I have a mass DataFrame df
(sorted by 'year'
):
year gender
1894 male
1895 male
1895 male
1896 male
1900 male
...
2008 male
2008 female
2009 male
2009 female
2009 female
and I aim to make a stacked bar chart with the x-axis 'year'
and the y-axis the number of occurrences of those year values, with ['gender'] == 'female'
on top of ['gender'] == 'male'
on each bar.
I tried the following:
import plotly.express as px
df['freq'] = df.groupby('year')['gender'].transform('count')
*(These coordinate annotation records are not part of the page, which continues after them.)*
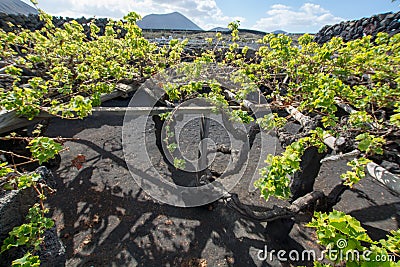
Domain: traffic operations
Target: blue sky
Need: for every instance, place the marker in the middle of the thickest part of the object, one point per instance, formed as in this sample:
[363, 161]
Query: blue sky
[265, 15]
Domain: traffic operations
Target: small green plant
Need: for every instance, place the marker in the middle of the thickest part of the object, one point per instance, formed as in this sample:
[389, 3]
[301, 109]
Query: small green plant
[347, 241]
[370, 144]
[357, 171]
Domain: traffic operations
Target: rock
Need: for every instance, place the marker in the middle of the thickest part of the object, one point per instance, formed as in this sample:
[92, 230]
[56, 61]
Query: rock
[391, 166]
[52, 252]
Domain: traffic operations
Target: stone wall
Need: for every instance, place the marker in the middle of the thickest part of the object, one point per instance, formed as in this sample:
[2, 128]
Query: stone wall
[351, 30]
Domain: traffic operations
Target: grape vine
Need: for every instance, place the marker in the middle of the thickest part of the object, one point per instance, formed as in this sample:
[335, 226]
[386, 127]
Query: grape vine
[65, 71]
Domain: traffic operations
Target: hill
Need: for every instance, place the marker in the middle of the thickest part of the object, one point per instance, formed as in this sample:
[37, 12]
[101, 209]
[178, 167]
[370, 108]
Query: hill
[171, 21]
[16, 7]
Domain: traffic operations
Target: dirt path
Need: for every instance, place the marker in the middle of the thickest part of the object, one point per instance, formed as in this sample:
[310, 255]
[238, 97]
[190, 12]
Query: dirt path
[105, 219]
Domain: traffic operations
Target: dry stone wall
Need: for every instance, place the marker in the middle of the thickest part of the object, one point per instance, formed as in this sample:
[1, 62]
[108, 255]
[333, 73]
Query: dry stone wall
[351, 30]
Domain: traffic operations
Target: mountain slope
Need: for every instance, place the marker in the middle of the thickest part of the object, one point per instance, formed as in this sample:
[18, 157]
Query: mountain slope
[172, 21]
[16, 7]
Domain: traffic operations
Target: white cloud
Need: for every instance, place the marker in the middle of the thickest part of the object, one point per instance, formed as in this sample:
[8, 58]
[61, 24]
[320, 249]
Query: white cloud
[204, 13]
[309, 18]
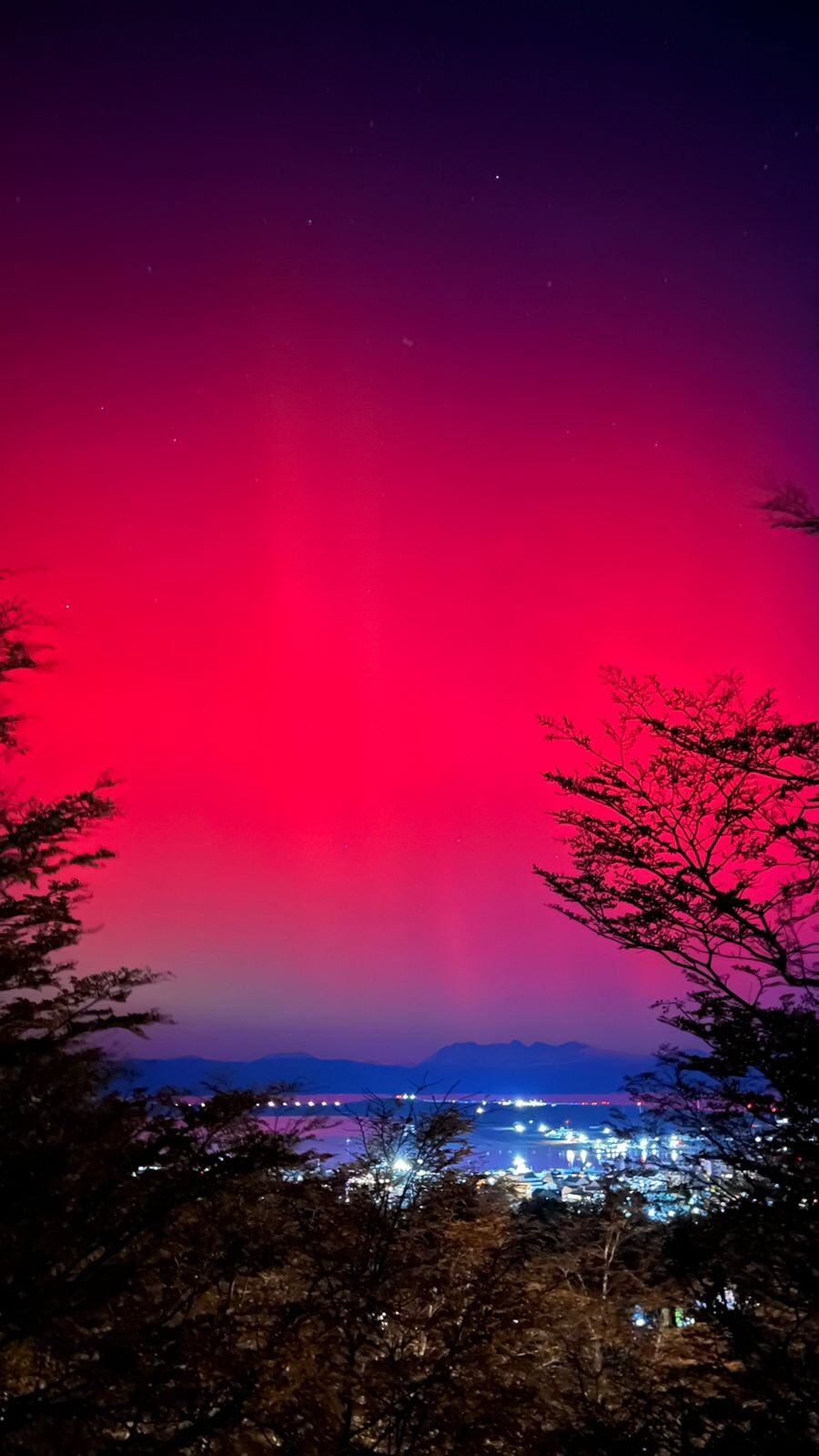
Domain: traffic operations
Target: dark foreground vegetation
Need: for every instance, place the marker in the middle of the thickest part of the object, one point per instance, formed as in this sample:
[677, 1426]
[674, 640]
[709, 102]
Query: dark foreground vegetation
[175, 1279]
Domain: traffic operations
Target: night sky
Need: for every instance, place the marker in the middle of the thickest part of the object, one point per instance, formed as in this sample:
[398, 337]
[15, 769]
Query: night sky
[370, 378]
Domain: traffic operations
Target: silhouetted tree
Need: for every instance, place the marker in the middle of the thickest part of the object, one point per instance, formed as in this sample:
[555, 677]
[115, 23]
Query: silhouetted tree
[790, 509]
[124, 1222]
[693, 834]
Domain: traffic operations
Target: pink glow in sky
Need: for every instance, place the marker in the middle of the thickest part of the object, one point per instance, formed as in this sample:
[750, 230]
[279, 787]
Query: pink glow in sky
[359, 405]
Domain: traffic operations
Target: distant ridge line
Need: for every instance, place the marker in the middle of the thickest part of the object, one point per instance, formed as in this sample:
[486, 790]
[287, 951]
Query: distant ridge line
[465, 1067]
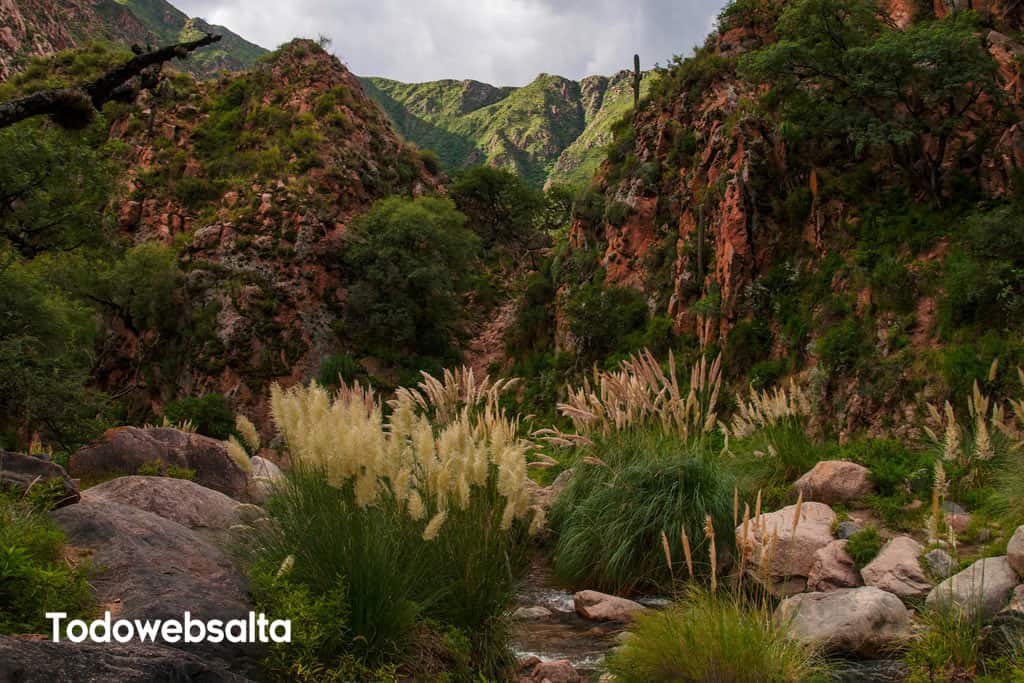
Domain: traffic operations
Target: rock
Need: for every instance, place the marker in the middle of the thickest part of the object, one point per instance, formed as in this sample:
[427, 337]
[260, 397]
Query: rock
[155, 568]
[263, 477]
[940, 563]
[793, 557]
[833, 568]
[986, 585]
[80, 663]
[20, 471]
[847, 528]
[1007, 630]
[122, 451]
[530, 613]
[897, 569]
[835, 481]
[558, 671]
[180, 501]
[604, 607]
[860, 622]
[1015, 551]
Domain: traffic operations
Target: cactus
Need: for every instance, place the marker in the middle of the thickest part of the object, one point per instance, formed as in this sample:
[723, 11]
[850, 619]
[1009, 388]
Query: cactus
[636, 82]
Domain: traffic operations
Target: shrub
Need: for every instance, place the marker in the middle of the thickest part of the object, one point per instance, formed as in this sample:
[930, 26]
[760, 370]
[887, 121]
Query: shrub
[863, 546]
[426, 512]
[712, 638]
[209, 414]
[35, 579]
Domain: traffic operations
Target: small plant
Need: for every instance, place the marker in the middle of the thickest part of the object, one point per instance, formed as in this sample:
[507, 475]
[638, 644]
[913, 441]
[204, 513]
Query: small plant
[863, 546]
[709, 637]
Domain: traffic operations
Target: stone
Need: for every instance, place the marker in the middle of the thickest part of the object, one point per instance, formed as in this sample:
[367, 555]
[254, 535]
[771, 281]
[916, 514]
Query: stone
[859, 622]
[19, 472]
[263, 477]
[847, 528]
[24, 659]
[835, 481]
[897, 569]
[833, 569]
[981, 590]
[793, 557]
[557, 671]
[603, 607]
[123, 450]
[530, 613]
[1015, 551]
[155, 568]
[940, 563]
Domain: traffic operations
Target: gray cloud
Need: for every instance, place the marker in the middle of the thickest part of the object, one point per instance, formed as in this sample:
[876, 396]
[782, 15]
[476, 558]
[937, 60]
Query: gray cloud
[505, 42]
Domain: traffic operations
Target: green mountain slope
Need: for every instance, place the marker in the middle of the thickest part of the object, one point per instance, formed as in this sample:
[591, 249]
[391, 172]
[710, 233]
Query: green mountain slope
[171, 25]
[551, 130]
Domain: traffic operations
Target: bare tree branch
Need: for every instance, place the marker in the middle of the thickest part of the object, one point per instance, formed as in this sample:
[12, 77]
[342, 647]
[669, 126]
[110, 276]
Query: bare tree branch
[75, 107]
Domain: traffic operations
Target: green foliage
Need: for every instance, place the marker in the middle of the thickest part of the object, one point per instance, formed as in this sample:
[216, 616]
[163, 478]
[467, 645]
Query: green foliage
[863, 546]
[408, 265]
[210, 414]
[709, 637]
[610, 517]
[35, 579]
[499, 206]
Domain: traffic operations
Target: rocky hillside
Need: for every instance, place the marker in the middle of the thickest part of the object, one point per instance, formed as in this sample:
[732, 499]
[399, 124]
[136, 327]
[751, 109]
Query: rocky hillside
[800, 233]
[551, 130]
[36, 28]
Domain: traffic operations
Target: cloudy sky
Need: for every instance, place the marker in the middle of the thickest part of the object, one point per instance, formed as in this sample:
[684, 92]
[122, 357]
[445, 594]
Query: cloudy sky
[504, 42]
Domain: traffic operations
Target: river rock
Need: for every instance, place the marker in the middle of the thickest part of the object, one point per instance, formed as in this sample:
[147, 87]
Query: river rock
[897, 569]
[860, 622]
[1015, 551]
[940, 563]
[124, 450]
[603, 607]
[20, 471]
[833, 569]
[155, 568]
[984, 586]
[88, 663]
[835, 481]
[793, 557]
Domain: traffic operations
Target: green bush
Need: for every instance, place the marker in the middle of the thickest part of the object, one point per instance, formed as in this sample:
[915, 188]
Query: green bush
[713, 638]
[35, 579]
[610, 517]
[210, 414]
[863, 546]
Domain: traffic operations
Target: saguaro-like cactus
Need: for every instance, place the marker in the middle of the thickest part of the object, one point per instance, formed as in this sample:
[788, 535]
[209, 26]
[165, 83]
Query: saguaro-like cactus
[636, 81]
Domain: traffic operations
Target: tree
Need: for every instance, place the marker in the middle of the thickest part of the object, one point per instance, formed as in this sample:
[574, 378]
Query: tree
[500, 206]
[408, 265]
[841, 71]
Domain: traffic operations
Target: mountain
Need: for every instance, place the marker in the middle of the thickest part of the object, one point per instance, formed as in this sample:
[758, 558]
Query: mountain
[552, 129]
[36, 28]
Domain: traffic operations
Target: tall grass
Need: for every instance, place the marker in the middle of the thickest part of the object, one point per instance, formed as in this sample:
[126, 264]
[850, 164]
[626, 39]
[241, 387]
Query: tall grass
[422, 515]
[713, 637]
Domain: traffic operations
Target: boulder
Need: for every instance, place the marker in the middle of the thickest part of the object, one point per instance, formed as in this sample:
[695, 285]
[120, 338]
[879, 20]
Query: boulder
[847, 528]
[835, 481]
[155, 568]
[983, 589]
[790, 562]
[263, 477]
[897, 569]
[859, 622]
[940, 563]
[81, 663]
[20, 471]
[603, 607]
[124, 450]
[833, 569]
[1015, 551]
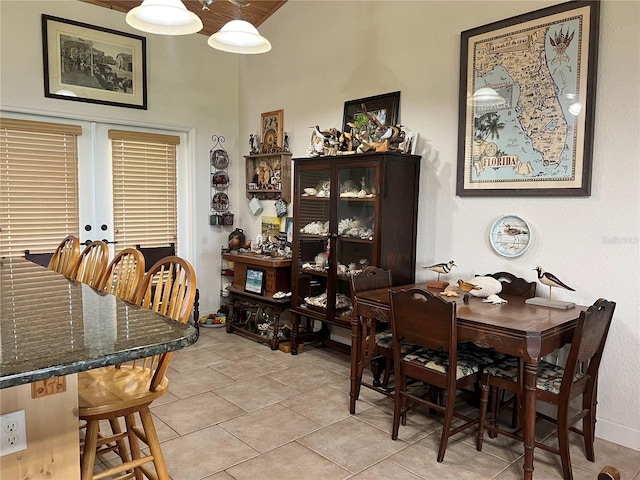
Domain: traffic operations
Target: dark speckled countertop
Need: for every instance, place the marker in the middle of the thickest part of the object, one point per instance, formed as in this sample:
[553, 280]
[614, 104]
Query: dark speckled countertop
[51, 326]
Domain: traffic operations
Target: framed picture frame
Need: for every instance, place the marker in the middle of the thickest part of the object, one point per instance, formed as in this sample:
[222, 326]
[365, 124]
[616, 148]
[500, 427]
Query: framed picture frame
[254, 282]
[289, 229]
[526, 103]
[386, 107]
[271, 125]
[86, 63]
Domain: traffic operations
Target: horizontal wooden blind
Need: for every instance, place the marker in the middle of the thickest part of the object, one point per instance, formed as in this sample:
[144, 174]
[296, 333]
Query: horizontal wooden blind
[38, 185]
[144, 188]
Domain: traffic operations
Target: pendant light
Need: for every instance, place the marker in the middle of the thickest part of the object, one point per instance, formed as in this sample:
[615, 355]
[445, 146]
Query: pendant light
[165, 17]
[239, 36]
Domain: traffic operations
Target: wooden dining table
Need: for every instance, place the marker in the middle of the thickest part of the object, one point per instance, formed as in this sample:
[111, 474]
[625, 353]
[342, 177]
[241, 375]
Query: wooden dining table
[515, 328]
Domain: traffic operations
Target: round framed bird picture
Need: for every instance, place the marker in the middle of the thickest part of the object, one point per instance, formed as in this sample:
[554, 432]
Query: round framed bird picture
[510, 236]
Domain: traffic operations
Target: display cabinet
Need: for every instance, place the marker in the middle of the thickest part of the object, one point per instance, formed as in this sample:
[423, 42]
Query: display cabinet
[349, 212]
[268, 176]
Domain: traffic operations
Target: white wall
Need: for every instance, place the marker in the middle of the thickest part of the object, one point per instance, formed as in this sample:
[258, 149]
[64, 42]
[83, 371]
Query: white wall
[192, 88]
[325, 53]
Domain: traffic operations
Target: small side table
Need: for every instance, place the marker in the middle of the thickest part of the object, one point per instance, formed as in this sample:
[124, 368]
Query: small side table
[277, 304]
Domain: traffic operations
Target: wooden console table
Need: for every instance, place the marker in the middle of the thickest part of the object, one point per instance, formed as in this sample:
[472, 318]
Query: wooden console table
[277, 278]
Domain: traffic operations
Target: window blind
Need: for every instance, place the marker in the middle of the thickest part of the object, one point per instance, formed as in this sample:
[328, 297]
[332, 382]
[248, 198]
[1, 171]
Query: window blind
[144, 188]
[38, 185]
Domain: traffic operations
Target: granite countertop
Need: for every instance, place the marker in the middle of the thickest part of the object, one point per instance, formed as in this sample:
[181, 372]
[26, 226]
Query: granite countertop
[51, 326]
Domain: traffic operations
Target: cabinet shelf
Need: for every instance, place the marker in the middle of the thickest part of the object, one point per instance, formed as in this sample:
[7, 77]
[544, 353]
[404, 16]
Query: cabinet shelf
[270, 170]
[314, 272]
[356, 240]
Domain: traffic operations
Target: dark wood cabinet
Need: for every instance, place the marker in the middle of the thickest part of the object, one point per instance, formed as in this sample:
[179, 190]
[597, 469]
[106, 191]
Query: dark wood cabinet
[274, 277]
[349, 212]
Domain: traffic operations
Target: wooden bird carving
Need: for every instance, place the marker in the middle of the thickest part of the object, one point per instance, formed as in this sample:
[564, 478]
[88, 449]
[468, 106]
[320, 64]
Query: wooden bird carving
[551, 280]
[439, 268]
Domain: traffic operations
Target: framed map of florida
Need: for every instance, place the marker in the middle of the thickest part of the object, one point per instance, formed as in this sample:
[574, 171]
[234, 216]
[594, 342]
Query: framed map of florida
[527, 96]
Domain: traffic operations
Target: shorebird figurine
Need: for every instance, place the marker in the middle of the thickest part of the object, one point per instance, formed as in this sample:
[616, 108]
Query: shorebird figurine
[439, 268]
[551, 280]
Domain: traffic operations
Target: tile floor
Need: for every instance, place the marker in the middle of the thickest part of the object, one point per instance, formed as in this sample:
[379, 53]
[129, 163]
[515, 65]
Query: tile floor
[237, 410]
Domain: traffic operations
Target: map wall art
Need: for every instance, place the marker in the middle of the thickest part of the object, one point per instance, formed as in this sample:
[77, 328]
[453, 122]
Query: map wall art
[526, 113]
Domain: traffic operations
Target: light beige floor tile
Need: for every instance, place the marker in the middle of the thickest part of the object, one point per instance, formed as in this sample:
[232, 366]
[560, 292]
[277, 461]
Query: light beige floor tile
[625, 460]
[166, 398]
[235, 350]
[219, 476]
[289, 462]
[192, 382]
[246, 367]
[203, 341]
[417, 427]
[461, 462]
[196, 412]
[299, 378]
[352, 444]
[256, 393]
[285, 359]
[204, 452]
[269, 414]
[546, 466]
[324, 405]
[385, 470]
[164, 431]
[188, 359]
[269, 427]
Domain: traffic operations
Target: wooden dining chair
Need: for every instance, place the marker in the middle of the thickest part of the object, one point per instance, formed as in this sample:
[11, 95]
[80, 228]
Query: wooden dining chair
[371, 278]
[65, 255]
[429, 322]
[154, 254]
[42, 259]
[121, 391]
[559, 385]
[515, 287]
[123, 275]
[91, 264]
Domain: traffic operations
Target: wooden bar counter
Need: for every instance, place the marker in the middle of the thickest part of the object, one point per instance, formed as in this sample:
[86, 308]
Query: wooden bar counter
[51, 328]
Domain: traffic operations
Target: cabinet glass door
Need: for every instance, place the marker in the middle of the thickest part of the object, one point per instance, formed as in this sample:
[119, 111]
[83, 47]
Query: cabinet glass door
[356, 223]
[313, 214]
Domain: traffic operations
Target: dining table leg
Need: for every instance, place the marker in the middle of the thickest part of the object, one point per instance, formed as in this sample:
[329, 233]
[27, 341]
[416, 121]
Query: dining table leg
[530, 381]
[355, 360]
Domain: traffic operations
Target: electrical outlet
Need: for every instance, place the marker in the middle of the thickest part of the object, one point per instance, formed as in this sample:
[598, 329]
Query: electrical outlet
[13, 433]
fig = px.bar(df, x="year", y="freq", color='gender')
fig.show()
However, this takes up too much runtime and returns a blank graph. So, instead of creating a stacked bar chart using plotly
, I attempted utilizing matplotlib
:
import matplotlib.pyplot as plt
df_male = df[df['gender'] == 'male']
df_female = df[df['gender'] == 'female']
X = range(1894, 2010)
plt.bar(X, df_male['year'], color = 'b')
plt.bar(X, df_female['year'], color = 'r', bottom = df_male['year'])
plt.show()
But this returns ValueError: shape mismatch: objects cannot be broadcast to a single shape
, which I wonder if this is due to the fact that there are some years between 1894 and 2009 in df
that do not exist (e.g. 1897, 1898, 1899, etc.).
Any insights to help me go further would be appreciated.